3. Advanced topics#

3.1. Tips#

Try to estimate your required time and memory. If you request a lot of resources, your job will be waiting in the queue for longer. However, if you don’t request enough resources (e.g. the memory is exceeded or the walltime runs out), your job will automatically be terminated. Therefore, we advise to try to slightly overestimate your required resources. For example, if you expect your job to take 1 hour of walltime, request 2 hours. There is no standard way of estimating resources except for trial and error: just try some settings to see what works and how many resources are actually used.

Do a test run with a small version of your problem. If you immediately submit a job that takes 6 hours to run (after a few more hours in queue), and it fails because of a simple bug in your code (or the output was not properly saved), you will lose a lot of time.
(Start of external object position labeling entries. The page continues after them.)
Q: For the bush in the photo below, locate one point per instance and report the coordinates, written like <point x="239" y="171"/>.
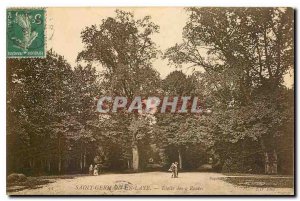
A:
<point x="15" y="177"/>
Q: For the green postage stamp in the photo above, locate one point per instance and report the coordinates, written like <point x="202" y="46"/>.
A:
<point x="25" y="32"/>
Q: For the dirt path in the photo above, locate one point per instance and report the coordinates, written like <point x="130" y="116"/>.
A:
<point x="149" y="183"/>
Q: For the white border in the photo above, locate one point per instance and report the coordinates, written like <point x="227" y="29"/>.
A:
<point x="112" y="3"/>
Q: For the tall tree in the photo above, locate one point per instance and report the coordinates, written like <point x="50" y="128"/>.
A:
<point x="124" y="47"/>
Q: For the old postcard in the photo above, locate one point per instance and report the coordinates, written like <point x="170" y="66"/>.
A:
<point x="150" y="101"/>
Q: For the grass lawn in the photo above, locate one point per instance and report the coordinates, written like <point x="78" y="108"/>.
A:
<point x="261" y="181"/>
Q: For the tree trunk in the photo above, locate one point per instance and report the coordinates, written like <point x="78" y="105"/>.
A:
<point x="180" y="159"/>
<point x="267" y="163"/>
<point x="274" y="162"/>
<point x="59" y="155"/>
<point x="135" y="158"/>
<point x="49" y="165"/>
<point x="84" y="158"/>
<point x="81" y="162"/>
<point x="128" y="163"/>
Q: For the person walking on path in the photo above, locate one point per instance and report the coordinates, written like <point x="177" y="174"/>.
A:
<point x="176" y="169"/>
<point x="172" y="169"/>
<point x="96" y="170"/>
<point x="91" y="168"/>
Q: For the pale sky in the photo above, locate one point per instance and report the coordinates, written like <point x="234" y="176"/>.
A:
<point x="64" y="26"/>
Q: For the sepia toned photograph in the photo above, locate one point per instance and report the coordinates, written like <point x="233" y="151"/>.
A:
<point x="150" y="101"/>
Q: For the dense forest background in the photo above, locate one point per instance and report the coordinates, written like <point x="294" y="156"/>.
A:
<point x="240" y="56"/>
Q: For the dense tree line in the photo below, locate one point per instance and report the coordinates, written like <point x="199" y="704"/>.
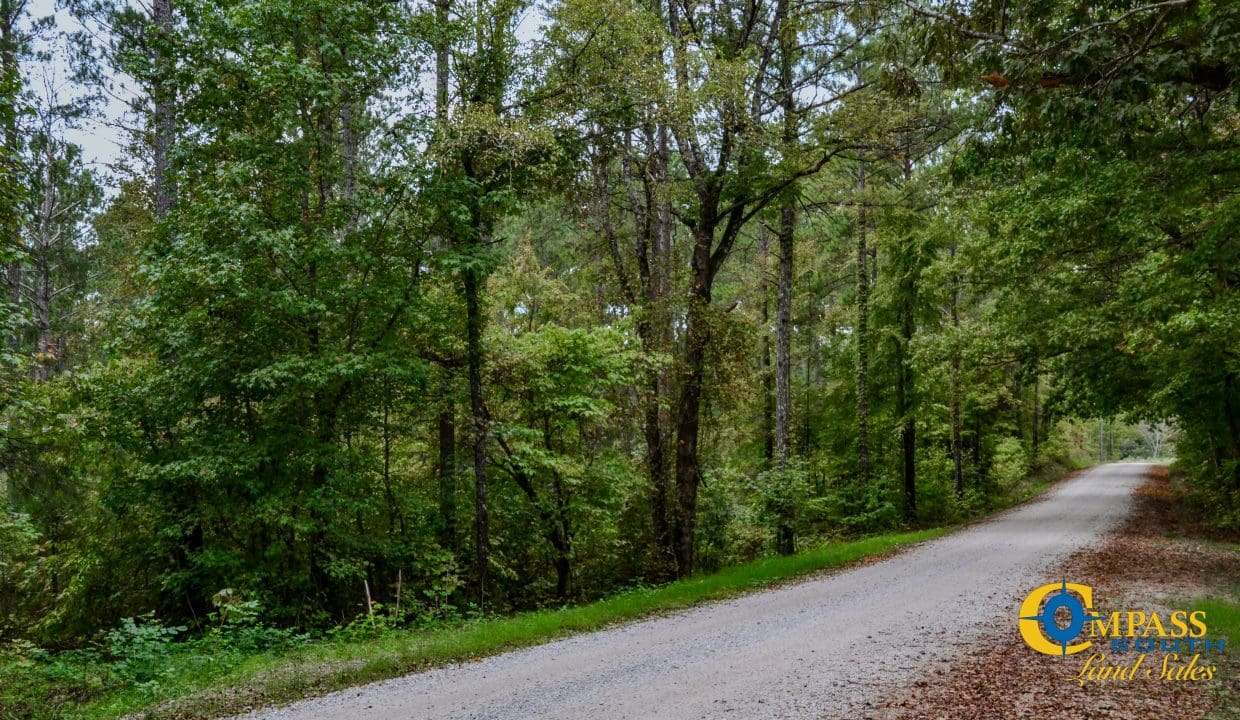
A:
<point x="471" y="307"/>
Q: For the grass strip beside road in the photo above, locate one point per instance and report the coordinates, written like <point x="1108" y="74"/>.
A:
<point x="331" y="664"/>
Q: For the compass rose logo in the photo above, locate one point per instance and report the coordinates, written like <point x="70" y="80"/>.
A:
<point x="1039" y="628"/>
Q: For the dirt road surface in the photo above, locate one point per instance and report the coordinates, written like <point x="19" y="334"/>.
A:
<point x="823" y="648"/>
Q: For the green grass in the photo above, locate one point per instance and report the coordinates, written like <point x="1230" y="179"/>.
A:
<point x="1223" y="620"/>
<point x="199" y="679"/>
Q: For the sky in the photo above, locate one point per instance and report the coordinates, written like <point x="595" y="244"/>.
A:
<point x="102" y="138"/>
<point x="99" y="138"/>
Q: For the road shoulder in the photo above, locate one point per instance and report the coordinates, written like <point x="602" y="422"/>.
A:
<point x="1161" y="555"/>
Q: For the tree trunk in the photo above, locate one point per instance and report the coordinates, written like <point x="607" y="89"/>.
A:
<point x="957" y="450"/>
<point x="1036" y="409"/>
<point x="863" y="469"/>
<point x="447" y="430"/>
<point x="904" y="409"/>
<point x="697" y="333"/>
<point x="785" y="537"/>
<point x="10" y="87"/>
<point x="481" y="430"/>
<point x="164" y="122"/>
<point x="768" y="376"/>
<point x="905" y="393"/>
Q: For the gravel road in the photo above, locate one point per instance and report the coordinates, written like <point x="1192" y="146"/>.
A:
<point x="822" y="648"/>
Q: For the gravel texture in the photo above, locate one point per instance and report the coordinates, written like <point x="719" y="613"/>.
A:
<point x="828" y="647"/>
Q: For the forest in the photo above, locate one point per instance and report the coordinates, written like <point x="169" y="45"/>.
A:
<point x="444" y="309"/>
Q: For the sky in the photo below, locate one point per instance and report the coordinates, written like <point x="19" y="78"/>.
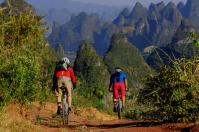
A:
<point x="126" y="2"/>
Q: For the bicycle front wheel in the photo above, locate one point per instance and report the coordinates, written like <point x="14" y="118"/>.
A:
<point x="65" y="112"/>
<point x="119" y="108"/>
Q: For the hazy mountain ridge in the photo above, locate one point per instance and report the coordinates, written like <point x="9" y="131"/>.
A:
<point x="143" y="27"/>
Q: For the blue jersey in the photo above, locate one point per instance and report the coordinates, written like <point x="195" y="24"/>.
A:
<point x="118" y="77"/>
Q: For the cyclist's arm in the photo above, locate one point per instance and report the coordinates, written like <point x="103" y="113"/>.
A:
<point x="126" y="84"/>
<point x="72" y="75"/>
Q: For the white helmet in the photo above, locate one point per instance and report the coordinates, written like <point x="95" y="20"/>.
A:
<point x="66" y="60"/>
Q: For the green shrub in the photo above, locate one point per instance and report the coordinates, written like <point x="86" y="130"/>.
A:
<point x="25" y="58"/>
<point x="173" y="93"/>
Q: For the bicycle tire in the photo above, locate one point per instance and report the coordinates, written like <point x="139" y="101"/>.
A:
<point x="65" y="112"/>
<point x="119" y="108"/>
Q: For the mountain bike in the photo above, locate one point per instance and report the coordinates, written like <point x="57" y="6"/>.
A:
<point x="65" y="110"/>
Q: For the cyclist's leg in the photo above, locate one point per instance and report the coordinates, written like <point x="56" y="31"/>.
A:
<point x="123" y="95"/>
<point x="68" y="85"/>
<point x="58" y="94"/>
<point x="115" y="96"/>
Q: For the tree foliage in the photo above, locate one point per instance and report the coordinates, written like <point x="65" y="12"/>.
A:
<point x="25" y="58"/>
<point x="173" y="93"/>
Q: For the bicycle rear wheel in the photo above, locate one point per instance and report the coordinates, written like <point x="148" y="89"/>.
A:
<point x="65" y="112"/>
<point x="119" y="108"/>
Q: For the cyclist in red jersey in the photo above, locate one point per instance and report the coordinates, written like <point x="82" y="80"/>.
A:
<point x="118" y="80"/>
<point x="63" y="76"/>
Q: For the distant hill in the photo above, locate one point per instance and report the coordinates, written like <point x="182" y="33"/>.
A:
<point x="155" y="25"/>
<point x="181" y="46"/>
<point x="126" y="56"/>
<point x="83" y="27"/>
<point x="17" y="6"/>
<point x="191" y="11"/>
<point x="61" y="10"/>
<point x="142" y="26"/>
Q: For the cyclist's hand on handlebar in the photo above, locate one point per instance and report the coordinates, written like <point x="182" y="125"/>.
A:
<point x="110" y="90"/>
<point x="127" y="89"/>
<point x="74" y="86"/>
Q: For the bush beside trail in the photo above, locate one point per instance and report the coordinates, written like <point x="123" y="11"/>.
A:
<point x="25" y="66"/>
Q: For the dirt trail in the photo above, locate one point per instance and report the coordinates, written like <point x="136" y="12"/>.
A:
<point x="89" y="119"/>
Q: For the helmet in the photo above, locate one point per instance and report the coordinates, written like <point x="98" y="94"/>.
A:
<point x="66" y="60"/>
<point x="117" y="69"/>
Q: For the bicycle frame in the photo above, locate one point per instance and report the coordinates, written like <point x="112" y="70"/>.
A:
<point x="119" y="104"/>
<point x="65" y="111"/>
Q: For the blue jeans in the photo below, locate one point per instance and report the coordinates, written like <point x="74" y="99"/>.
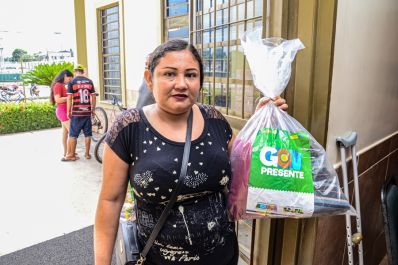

Make sure you write as much output as possible to disk, even output that you are not sure you will need. For example, if you want to create a line plot showing the accuracy of an ML model as a function of some hyperparameter, don’t just save the plot itself, but also save the raw data (e.g. as a CSV file). This will allow you to regenerate the plot at a higher resolution, change colors, … without having to re-run your experiment. Try to think of all the data you might need further on in your analysis before starting your experiment. For example: maybe later in your project you will want to show the training time for your model as a function of the hyperparameter as well?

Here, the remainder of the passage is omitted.